メディアテクノロジー企業FEM Inc.創設者のレイチェル・パイン氏の場合は、は最初、Yコンビネータへの応募を考えたが、結局ディズニーとのつながりを求めてTechstars Disneyに応募した。

パインによると、ベンチャーキャピタルやアクセラレータらには、それぞれの得意分野があるという。それでは、アクセラレータの側はスタートアップ企業に何を求めているのか。フォーブスは業界をリードする3社に話を聞いた。

Techstars
投資可能額:最大12万ドル
受け取る株式:最大10%.
応募状況:年間1万5,000件の応募があり、合格率は1~3%
対象企業:すべてのスタートアップ企業

Techstars Bostonの取締役Semyon Dukachは、「求めているのは最高の起業家だけだ」と語る。Dukachは他のディレクターと協力し、多数の応募の中から80~100社とのみ面談する。

起業家を評価する際に重視するのは、起業家が作り上げたチームの質だという。「良い企業チームは、難題に突き当たっても立ち往生せず、抜け出すことができる。優れたチームづくりには、年齢や個性、出身や文化などの多様性も重要だ」

AngelPad
投資可能額:5万ドル。追加で創設者ごとに4,000ドル
受け取る株式: 7%.
応募状況:年間4,000件のうち約25件が合格
受け付けない業種:デートサービス、音楽関連ビジネス、不動産マーケットプレイス、アメリカ国内でビジネスを行わない企業、純粋なBtoCビジネス

「企業を作り上げるのは大変なことだ」と語るのはAngelPadの共同設立者Thomas Korteだ。AngelPadは2010年に設立され、ニューヨークに拠点を置くが、シリコンバレーとのつながりが深い。同社は毎年2つのグループに分けてスタートアップ企業を育成する。それぞれのグループに2,000件ほどの応募があり、200~250件がKorteと共同設立者のCarine Magescasとの面談に進める。

Korteによると、同社で勝ち進むために最も重要なのは、コンセプトと事業内容が面白いかどうかということだ。「そのビジネスにワクワクするか?」を大事にするという。

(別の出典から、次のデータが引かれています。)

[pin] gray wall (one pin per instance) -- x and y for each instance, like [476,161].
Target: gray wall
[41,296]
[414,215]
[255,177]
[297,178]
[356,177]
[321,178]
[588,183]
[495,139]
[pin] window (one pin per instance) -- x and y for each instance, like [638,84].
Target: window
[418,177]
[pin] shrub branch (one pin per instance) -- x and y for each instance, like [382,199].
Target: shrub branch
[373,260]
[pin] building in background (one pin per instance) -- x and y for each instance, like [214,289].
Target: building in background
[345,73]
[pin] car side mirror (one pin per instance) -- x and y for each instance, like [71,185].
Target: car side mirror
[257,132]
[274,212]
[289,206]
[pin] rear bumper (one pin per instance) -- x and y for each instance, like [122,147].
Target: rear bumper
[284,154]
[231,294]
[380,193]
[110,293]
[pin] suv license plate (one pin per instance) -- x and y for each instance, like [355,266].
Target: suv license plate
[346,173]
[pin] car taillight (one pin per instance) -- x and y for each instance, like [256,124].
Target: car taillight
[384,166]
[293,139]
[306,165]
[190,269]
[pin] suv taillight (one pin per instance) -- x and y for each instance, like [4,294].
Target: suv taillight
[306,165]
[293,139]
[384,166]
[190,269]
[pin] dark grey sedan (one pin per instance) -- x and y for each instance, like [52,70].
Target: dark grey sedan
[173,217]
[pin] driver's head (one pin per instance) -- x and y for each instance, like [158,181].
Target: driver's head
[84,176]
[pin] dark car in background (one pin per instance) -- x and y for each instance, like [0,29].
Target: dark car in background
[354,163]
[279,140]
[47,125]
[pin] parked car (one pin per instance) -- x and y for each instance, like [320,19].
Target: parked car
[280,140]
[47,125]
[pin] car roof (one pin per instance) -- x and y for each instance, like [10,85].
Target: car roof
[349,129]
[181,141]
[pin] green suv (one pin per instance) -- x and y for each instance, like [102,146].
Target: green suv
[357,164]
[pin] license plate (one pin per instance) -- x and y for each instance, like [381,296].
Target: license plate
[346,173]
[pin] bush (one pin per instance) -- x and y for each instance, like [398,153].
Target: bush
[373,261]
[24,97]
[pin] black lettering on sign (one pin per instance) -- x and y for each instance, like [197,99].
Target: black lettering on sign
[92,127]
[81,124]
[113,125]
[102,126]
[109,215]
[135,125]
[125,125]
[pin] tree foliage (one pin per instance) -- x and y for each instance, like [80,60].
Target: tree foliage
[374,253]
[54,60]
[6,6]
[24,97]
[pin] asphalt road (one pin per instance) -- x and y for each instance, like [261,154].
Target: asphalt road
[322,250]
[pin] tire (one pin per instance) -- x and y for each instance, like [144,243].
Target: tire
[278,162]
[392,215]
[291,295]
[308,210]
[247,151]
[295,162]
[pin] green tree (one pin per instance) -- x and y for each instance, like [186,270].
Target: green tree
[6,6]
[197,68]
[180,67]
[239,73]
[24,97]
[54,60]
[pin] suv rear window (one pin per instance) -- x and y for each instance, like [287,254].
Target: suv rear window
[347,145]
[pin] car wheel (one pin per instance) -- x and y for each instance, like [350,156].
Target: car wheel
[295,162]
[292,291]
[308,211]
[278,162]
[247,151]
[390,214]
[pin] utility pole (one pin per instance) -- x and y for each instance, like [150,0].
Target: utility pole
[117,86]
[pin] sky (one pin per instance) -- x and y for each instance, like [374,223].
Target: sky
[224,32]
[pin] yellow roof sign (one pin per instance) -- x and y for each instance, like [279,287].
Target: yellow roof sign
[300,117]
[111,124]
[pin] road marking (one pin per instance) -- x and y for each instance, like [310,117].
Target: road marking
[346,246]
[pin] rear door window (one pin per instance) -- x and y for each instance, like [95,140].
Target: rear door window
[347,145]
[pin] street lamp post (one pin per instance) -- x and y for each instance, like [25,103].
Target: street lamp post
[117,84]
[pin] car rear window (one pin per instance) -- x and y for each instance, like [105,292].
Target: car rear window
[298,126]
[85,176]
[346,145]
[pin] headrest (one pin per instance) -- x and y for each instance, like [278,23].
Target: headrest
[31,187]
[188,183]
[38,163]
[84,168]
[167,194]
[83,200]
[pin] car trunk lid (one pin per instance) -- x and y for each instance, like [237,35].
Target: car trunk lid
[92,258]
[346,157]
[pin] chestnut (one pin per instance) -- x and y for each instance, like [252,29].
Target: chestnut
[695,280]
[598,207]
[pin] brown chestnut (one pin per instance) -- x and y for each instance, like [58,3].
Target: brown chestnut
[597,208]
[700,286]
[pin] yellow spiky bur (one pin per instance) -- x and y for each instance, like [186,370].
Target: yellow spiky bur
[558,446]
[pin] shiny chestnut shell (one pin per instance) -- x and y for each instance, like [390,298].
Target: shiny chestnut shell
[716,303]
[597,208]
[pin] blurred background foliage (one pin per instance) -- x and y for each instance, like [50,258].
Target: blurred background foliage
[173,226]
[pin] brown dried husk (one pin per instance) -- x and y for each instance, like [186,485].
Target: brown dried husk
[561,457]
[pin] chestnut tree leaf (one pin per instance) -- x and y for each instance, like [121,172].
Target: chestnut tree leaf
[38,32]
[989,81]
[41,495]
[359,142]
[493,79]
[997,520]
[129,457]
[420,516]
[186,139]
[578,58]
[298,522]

Korteにとって、提案された製品やサービスの必要性に共感できるかどうかも重要だという。例えば自宅のリノベーションで様々な問題点を実体験したKorteは、Fieldwire(建築業者と下請業者の間をつなぐアプリ)やPaintzen(塗装を合理化するサービス)を支援した。

逆にこだわっていないのはトラクション(ユーザー数の伸び)と市場規模だ。提案された製品やサービスの市場が存在していない可能性があるからだ。ユーザーが自分の求めているものを理解できないでいる可能性もある。
「設立間もないスタートアップ企業にとって、トラクションはあてにならないことがある。最初は自分の勘を信じるしかない」

MuckerLab
投資可能額:2万ドル~20万ドル
受け取る株式:7%~15%.
応募状況:年間およそ5,500件のうち10件が合格
受け付けない業種:バイオテック、セミコンダクター、環境技術、マテリアルサイエンス

MuckerLabの共同創業者、William Hsuが注目するのは市場規模だ。「そのビジネスにはどのぐらいのスケールがあるかを重視する。」という。


「スタートアップ企業の設立者は、画一的なリーダーシップを持っている必要は無い。それよりも製品を作り上げ、チームをインスパイアする能力を重視している。“付いていきたいと感じさせる目”をしているかどうかを見ている」

Hsuは、スタートアップ企業たちは同じ間違いを犯すと指摘する。その1つが、製品が未完成だったり、企業の土台を確立しないままにアクセラレータに応募することだ。アクセラレータの助言を受けて完成させればいいと思ってはならない。また、多くの起業家が早期に資金を集めようとしすぎているという。